When Art Speaks to Life
In February 2018, Alexander organized a beach cleanup day at the state park near her home where she and her husband enjoy spending time with their kids riding bikes, playing in the sand, and harvesting oysters. “We had a really good turnout, we had like 50 people there and everyone was stoked about it,” she says.
The project went hand-in-hand with her Salt Run Series, which showcases how art can inspire good things for the environment.
“I like making art and I like bringing people together and then having people feel good about purchasing art,” says Alexander, “I like bringing people together for the good, whatever it is.”
So, what’s next for this dream achieving wife and momma of two adorable little ones? A new series, of course. What else?
“Here’s to Good Women…”
For her next artistic debut, she’s creating a powerful tribute to women. “My series is going to be called Stripes and Buns, and the tagline is ‘Here’s to good women,’ so I want people to reflect on what it means to be a good woman,” says Jenna. Her inspiration came from a piece of art that hung in her childhood home with the saying, “Here’s to good women, may we know them, may we be them, may we raise them.”

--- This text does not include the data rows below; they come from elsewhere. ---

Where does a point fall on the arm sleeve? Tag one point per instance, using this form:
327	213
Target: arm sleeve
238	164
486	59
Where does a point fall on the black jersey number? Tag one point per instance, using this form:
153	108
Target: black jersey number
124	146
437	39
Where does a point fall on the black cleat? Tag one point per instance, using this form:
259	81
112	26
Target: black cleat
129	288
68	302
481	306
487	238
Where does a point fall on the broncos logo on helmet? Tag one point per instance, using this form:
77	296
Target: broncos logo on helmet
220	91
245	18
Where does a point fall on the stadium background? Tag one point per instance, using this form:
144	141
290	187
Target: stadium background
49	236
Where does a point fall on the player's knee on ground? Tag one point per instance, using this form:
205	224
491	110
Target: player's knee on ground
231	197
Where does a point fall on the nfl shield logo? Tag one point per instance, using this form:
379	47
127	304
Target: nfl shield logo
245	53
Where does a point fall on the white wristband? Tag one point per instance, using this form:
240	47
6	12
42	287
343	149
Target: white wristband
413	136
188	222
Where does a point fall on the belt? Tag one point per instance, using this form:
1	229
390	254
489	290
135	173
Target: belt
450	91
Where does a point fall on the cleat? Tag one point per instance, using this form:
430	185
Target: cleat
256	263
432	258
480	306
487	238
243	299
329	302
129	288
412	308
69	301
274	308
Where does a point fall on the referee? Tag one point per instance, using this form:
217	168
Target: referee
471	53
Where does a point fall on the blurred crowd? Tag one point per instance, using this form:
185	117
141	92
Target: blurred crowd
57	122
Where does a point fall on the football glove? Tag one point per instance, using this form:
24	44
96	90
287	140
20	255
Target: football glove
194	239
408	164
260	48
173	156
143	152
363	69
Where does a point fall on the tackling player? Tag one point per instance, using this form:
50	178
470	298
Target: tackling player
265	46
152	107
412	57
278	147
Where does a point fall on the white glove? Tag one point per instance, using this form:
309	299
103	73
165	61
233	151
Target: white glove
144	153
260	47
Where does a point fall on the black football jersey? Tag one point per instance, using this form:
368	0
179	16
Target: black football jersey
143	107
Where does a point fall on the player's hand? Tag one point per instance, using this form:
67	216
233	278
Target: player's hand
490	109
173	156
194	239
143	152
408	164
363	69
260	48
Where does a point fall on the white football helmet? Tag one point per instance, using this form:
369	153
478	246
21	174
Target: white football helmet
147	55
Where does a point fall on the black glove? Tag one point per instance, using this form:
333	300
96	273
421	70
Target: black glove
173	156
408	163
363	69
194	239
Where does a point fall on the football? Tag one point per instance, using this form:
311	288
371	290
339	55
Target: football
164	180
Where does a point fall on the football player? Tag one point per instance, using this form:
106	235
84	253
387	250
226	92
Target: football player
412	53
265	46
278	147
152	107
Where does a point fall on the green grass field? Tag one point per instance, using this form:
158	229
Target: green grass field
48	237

This spring, she has set aside a few days where anyone can come to her studio and bring in the most inspiring women in their lives for a photoshoot. The only requirement? Black and white stripes and buns, unless you’re a bald baby or you have short hair, of course. She explains, “With stripes and buns, that’s like one little thing that can bring [so many] women together. You know, [lots of women] wear stripes and buns so it’s kind of generic and it brings people together.”
Alexander’s Stripes and Buns series comes at a pivotal time when the “#MeToo” and “Time’s Up” movements have sparked a global conversation regarding women’s issues and the obstacles they face in their professional and personal daily lives. With her latest work-in-progress, she wants to take the conversation to a new level by reflecting upon what it means to be a good woman. “I feel like as women we’ve proven that we’re strong, we’ve done a lot over the past 50 years, and now we need to be good,” she says.
In this empowering moment for women all over the world, Alexander believes that being an artist is more than creating. For her, it’s an opportunity to inspire others toward optimism. “I think as artists it’s our time to raise awareness of what’s going on in a way that’s positive,” she says.
She hopes this series finds its place in history as an empowering message to all future women – one that encourages them to continue to rise up in a positive way and make the world a better place for everyone. “I definitely feel like I’ve reached a place where I can bring more people together to make an impact,” she says.
The Stripes and Buns series is currently set to be released December 2018 and features a compilation of fine art and photography.